Enzo la observó con una mezcla de ternura y deseo, siguiéndola con la mirada mientras la tela de la remera deslizaba lentamente sobre su piel. Su cuerpo se tensó al ver su piel expuesta, y sin pensarlo demasiado, comenzó a sacarse su propia camisa, con la intención de acercarla más a él, de sentir su calor sin ninguna barrera de por medio.
Sin embargo, antes de que pudiera acomodarse nuevamente, vio cómo Amatista, aún dormida, llevaba las manos a su pantalón y comenzaba a desabrocharlo de manera torpe, como si el simple acto de quitarse la ropa le resultara complicado en su estado de sueño profundo.
Enzo no pudo evitar reír bajo, disfrutando la escena.
— Ven aquí, te ayudaré —dijo con voz ronca, tomando con cuidado el borde del pantalón de Amatista.

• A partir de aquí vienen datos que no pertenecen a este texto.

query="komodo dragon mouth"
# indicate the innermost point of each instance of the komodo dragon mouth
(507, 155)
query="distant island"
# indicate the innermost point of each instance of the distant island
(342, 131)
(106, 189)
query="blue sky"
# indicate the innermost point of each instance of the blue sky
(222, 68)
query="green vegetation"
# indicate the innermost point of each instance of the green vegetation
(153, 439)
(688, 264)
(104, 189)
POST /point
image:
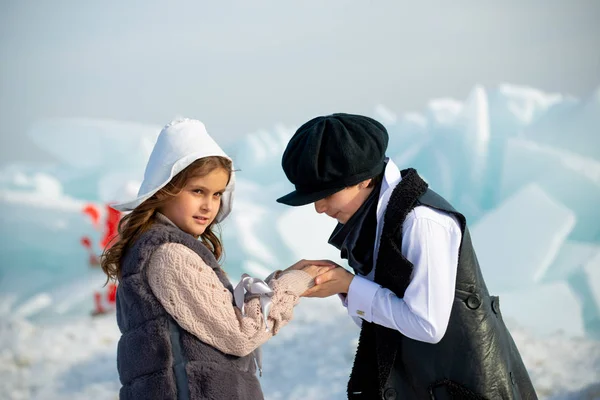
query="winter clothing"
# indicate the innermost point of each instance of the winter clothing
(332, 152)
(476, 358)
(159, 358)
(186, 291)
(179, 144)
(354, 239)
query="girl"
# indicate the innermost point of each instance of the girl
(183, 336)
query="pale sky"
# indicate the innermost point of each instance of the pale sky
(245, 65)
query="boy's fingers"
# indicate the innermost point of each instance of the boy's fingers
(324, 277)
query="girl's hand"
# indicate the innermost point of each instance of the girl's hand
(316, 270)
(305, 263)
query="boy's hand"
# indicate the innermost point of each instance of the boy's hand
(331, 282)
(305, 263)
(317, 270)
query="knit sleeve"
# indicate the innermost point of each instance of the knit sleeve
(193, 295)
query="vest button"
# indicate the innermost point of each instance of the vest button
(495, 306)
(473, 302)
(389, 394)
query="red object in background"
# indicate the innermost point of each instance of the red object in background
(86, 242)
(112, 226)
(93, 212)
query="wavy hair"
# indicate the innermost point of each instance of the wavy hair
(138, 221)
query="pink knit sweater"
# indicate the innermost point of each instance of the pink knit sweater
(191, 292)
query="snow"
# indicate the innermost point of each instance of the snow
(521, 165)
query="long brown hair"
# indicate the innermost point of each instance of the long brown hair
(143, 216)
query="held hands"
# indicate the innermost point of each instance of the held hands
(330, 278)
(333, 281)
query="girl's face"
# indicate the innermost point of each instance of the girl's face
(197, 205)
(343, 204)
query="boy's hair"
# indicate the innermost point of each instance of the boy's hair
(138, 221)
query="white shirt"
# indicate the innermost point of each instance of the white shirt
(430, 241)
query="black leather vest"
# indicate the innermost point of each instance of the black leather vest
(477, 357)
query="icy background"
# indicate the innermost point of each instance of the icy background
(522, 165)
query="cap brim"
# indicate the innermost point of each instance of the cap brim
(297, 198)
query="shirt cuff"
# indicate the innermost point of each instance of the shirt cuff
(360, 298)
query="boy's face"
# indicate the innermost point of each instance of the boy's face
(343, 204)
(197, 205)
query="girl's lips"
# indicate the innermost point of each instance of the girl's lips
(201, 220)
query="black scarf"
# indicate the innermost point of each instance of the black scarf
(355, 239)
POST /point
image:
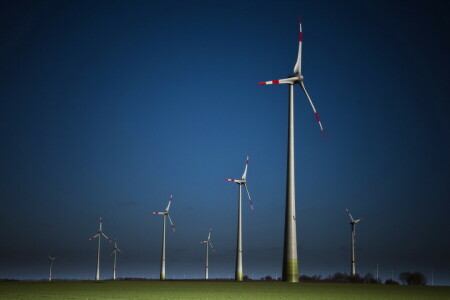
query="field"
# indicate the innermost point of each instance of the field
(213, 290)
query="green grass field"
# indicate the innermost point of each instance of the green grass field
(213, 290)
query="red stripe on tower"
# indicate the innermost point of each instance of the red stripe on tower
(317, 116)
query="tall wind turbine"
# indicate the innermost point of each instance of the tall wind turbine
(115, 258)
(208, 244)
(163, 256)
(99, 236)
(243, 181)
(353, 223)
(51, 259)
(290, 263)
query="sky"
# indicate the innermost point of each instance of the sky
(108, 107)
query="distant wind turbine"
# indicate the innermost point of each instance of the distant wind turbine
(208, 244)
(99, 236)
(243, 181)
(51, 259)
(115, 258)
(353, 223)
(163, 255)
(290, 263)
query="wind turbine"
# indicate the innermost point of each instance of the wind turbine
(99, 236)
(208, 244)
(353, 223)
(163, 256)
(51, 258)
(115, 258)
(243, 181)
(290, 263)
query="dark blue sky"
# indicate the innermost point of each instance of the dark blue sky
(107, 107)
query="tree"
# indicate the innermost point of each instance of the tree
(413, 278)
(355, 278)
(339, 276)
(369, 278)
(390, 281)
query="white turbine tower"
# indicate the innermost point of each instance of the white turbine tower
(243, 181)
(163, 255)
(51, 259)
(208, 244)
(99, 236)
(115, 258)
(353, 223)
(290, 263)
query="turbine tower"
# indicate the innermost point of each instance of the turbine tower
(115, 258)
(163, 255)
(243, 181)
(51, 258)
(290, 263)
(99, 236)
(208, 244)
(353, 223)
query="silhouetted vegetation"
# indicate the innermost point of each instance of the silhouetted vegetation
(391, 281)
(413, 278)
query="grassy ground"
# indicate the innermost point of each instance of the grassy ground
(213, 290)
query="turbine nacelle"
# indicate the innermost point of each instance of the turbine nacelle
(298, 78)
(238, 181)
(166, 213)
(244, 182)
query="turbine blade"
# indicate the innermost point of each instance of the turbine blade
(314, 109)
(279, 81)
(94, 236)
(298, 64)
(171, 223)
(249, 199)
(170, 201)
(351, 218)
(244, 176)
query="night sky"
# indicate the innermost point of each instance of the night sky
(108, 107)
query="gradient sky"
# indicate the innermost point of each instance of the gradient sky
(107, 107)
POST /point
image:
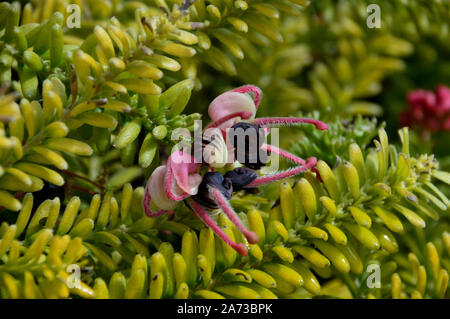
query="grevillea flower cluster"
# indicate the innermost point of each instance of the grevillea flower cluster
(428, 111)
(179, 179)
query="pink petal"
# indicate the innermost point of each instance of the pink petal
(229, 103)
(252, 90)
(155, 187)
(183, 168)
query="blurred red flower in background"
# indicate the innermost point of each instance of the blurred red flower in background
(428, 111)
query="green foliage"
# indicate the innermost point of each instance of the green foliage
(92, 111)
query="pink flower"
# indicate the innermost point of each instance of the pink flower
(429, 111)
(171, 183)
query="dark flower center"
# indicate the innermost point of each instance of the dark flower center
(217, 181)
(247, 140)
(241, 177)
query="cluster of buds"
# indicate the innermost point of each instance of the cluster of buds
(202, 187)
(429, 111)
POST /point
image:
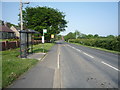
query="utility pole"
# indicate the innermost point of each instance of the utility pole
(22, 39)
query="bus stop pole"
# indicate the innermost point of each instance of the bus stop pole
(43, 41)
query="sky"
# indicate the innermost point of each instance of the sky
(87, 17)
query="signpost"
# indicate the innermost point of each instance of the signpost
(52, 35)
(43, 39)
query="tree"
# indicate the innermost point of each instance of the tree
(110, 36)
(77, 34)
(39, 18)
(69, 36)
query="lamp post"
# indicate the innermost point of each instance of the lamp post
(22, 35)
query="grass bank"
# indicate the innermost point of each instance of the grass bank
(111, 51)
(13, 67)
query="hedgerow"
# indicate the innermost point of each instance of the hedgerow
(107, 43)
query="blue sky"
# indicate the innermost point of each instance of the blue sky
(87, 17)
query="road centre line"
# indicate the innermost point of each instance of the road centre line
(81, 51)
(88, 55)
(110, 66)
(93, 57)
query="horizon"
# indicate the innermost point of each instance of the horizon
(87, 17)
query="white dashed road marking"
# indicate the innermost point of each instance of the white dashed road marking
(110, 66)
(93, 57)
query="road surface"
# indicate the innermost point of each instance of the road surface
(72, 66)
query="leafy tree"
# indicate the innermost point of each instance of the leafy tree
(69, 36)
(1, 22)
(39, 18)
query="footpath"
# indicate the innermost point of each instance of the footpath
(41, 75)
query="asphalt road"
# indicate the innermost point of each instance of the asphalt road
(72, 66)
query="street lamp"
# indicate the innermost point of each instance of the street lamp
(23, 37)
(21, 19)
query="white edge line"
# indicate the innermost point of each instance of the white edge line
(88, 55)
(81, 51)
(110, 66)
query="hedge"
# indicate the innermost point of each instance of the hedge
(107, 43)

Con movimientos lentos y precisos, deslizó la prenda por sus piernas hasta quitársela por completo. Amatista, aún apoyada sobre él, se dejó hacer sin oponer resistencia, con su cuerpo relajado y su respiración pausada.
Una vez que quedó en ropa interior, volvió a acomodarse sobre el pecho de Enzo, encajando perfectamente contra él. Enzo la sostuvo con firmeza, sintiendo su calor, su suavidad, su completa entrega en el descanso.

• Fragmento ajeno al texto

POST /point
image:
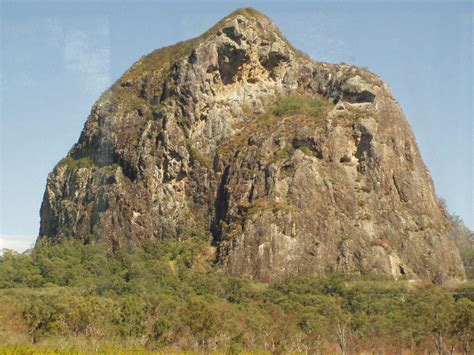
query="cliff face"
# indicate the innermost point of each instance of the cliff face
(293, 166)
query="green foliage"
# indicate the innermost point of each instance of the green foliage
(301, 105)
(196, 155)
(167, 296)
(72, 163)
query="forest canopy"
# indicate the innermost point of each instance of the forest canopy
(167, 295)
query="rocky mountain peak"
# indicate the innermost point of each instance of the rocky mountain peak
(287, 165)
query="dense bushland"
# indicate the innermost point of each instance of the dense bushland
(167, 296)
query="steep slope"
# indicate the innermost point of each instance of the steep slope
(294, 166)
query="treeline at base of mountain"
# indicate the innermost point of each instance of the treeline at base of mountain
(167, 296)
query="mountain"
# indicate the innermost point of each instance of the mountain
(293, 166)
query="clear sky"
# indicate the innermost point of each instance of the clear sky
(57, 57)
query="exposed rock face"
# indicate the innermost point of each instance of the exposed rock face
(294, 166)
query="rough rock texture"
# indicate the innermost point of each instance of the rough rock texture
(294, 166)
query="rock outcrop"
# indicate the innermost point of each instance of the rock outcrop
(293, 166)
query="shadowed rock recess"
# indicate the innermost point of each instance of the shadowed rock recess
(293, 166)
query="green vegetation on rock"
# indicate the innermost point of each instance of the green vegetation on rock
(301, 105)
(72, 163)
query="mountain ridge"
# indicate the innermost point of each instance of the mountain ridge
(293, 166)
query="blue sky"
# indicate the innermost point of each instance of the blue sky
(57, 57)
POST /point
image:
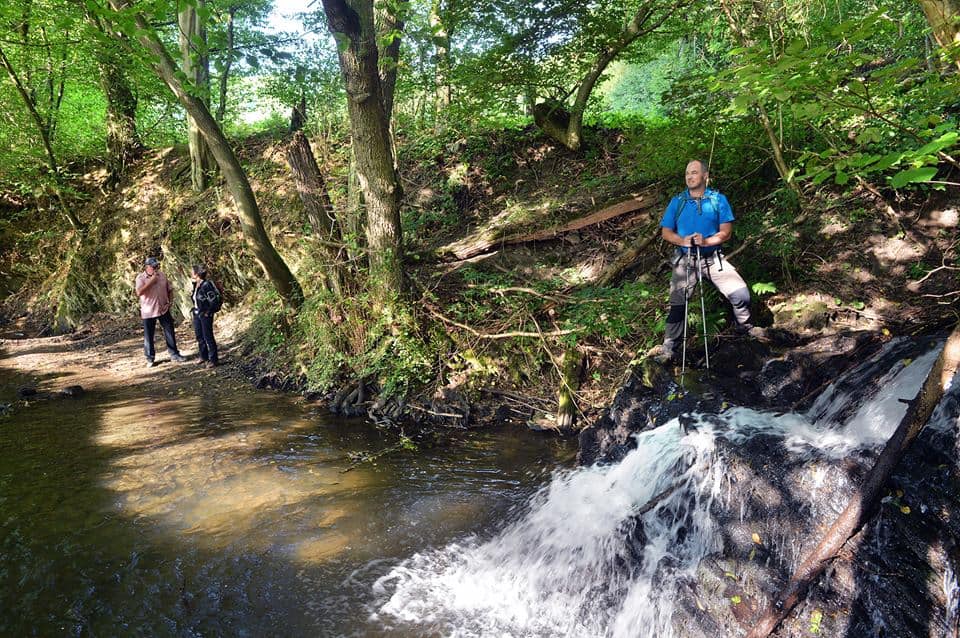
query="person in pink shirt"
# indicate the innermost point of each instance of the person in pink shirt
(154, 290)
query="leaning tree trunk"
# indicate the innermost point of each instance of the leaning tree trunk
(944, 19)
(316, 201)
(389, 24)
(227, 64)
(863, 502)
(441, 49)
(351, 23)
(249, 212)
(569, 384)
(566, 126)
(195, 63)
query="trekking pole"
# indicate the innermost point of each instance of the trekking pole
(703, 307)
(686, 313)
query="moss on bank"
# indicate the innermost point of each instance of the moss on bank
(504, 320)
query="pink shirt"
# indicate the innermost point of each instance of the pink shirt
(155, 300)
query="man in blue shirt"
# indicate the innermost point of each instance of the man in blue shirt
(700, 216)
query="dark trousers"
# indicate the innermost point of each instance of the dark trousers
(149, 330)
(203, 329)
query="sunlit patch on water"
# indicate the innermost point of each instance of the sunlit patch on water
(573, 564)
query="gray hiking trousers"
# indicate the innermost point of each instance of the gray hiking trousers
(683, 283)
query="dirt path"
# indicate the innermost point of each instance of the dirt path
(106, 352)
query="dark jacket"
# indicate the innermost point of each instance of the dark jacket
(205, 297)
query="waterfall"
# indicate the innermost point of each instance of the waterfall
(607, 550)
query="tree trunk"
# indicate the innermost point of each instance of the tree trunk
(944, 18)
(864, 500)
(249, 212)
(195, 63)
(316, 201)
(45, 139)
(389, 23)
(441, 50)
(744, 40)
(354, 220)
(351, 23)
(569, 384)
(228, 62)
(567, 126)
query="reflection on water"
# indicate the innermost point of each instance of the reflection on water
(130, 512)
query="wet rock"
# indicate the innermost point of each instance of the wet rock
(743, 371)
(30, 393)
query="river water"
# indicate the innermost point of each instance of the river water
(158, 512)
(148, 513)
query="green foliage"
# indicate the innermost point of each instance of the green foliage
(609, 314)
(763, 288)
(267, 332)
(870, 119)
(338, 339)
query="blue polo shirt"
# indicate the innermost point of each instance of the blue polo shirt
(686, 216)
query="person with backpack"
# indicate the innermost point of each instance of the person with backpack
(207, 301)
(700, 218)
(154, 292)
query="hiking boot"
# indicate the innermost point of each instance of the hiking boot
(750, 330)
(661, 354)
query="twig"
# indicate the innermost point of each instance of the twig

Su sonrisa se ensanchó con satisfacción. Esto era lo que quería. Tenerla así, tan cerca, tan suya.
Amatista volvió a sumirse en el sueño profundo, su respiración tranquila contrastando con la tensión en el cuerpo de Enzo. Él, en cambio, se mantuvo despierto, recorriendo con sus manos cada curva de su cuerpo con una mezcla de devoción y obsesión. Sus dedos se deslizaban con lentitud sobre su espalda, su cintura, sus piernas, hasta posarse con firmeza en su glúteo, como si necesitara recordarse que era suya.
Pero su mente no estaba del todo en el presente.
El recuerdo de aquellas palabras volvió con una intensidad insoportable. Quiero ser tu almohada favorita...
¿Por qué?
¿Qué significaba realmente?
¿Por qué su versión borracha estaba tan desesperada por ello?
El pensamiento se clavó en él como una espina. No soportaba no saber. No soportaba que hubiese un significado oculto en las palabras de Amatista, uno que se le escapaba. Y más aún, no soportaba la posibilidad de que, en su cabeza, él no fuera lo que ella deseaba.
Se prometió a sí mismo descubrirlo. No importaba cómo, lo haría.
Mientras su resolución se volvía más firme, su mano continuó su recorrido hasta posar completamente su agarre en el glúteo de Amatista, apretándolo con un placer silencioso. Permanecieron así por un rato, con ella dormida sobre su pecho y él aferrándola con posesividad, como si al sostenerla pudiera asegurarse de que no volvería a escaparse.
El sonido de unos golpes en la puerta interrumpió el momento.
Enzo frunció el ceño con fastidio.
— ¿Qué quieres? —preguntó con impaciencia.
La puerta se entreabrió con cautela, y Pérez asomó la cabeza.
— Llegaron los archivos que pidió, señor.
La mandíbula de Enzo se tensó. Su mirada oscura se clavó en el guardia con una amenaza implícita.
— Date la vuelta —ordenó en tono gélido—. Si miras hacia aquí, te mato.
Pérez se giró de inmediato, con los hombros rígidos.
— No vi nada, lo juro —dijo rápidamente, sin atreverse a moverse más de la cuenta.
— ¿Y quién carajo te permitió entrar? —preguntó Enzo con irritación.
Pérez titubeó.
— Yo solo…
— Lárgate. —Su voz fue un filo de hielo.
Pérez asintió de inmediato y salió sin atreverse a decir nada más.
Enzo suspiró con molestia y cerró los ojos por un momento, buscando calmarse. Pero justo cuando pensó en levantarse, sintió una pequeña mano apoyarse sobre su pecho.
— Enzo… —susurró Amatista, con la voz pesada por el sueño.
Él la observó en silencio por unos segundos, antes de acercarse y besar su cabeza con una ternura inusual. Al mismo tiempo, su agarre en su glúteo se hizo más firme, asegurándose de que seguía siendo suya, incluso en el sueño.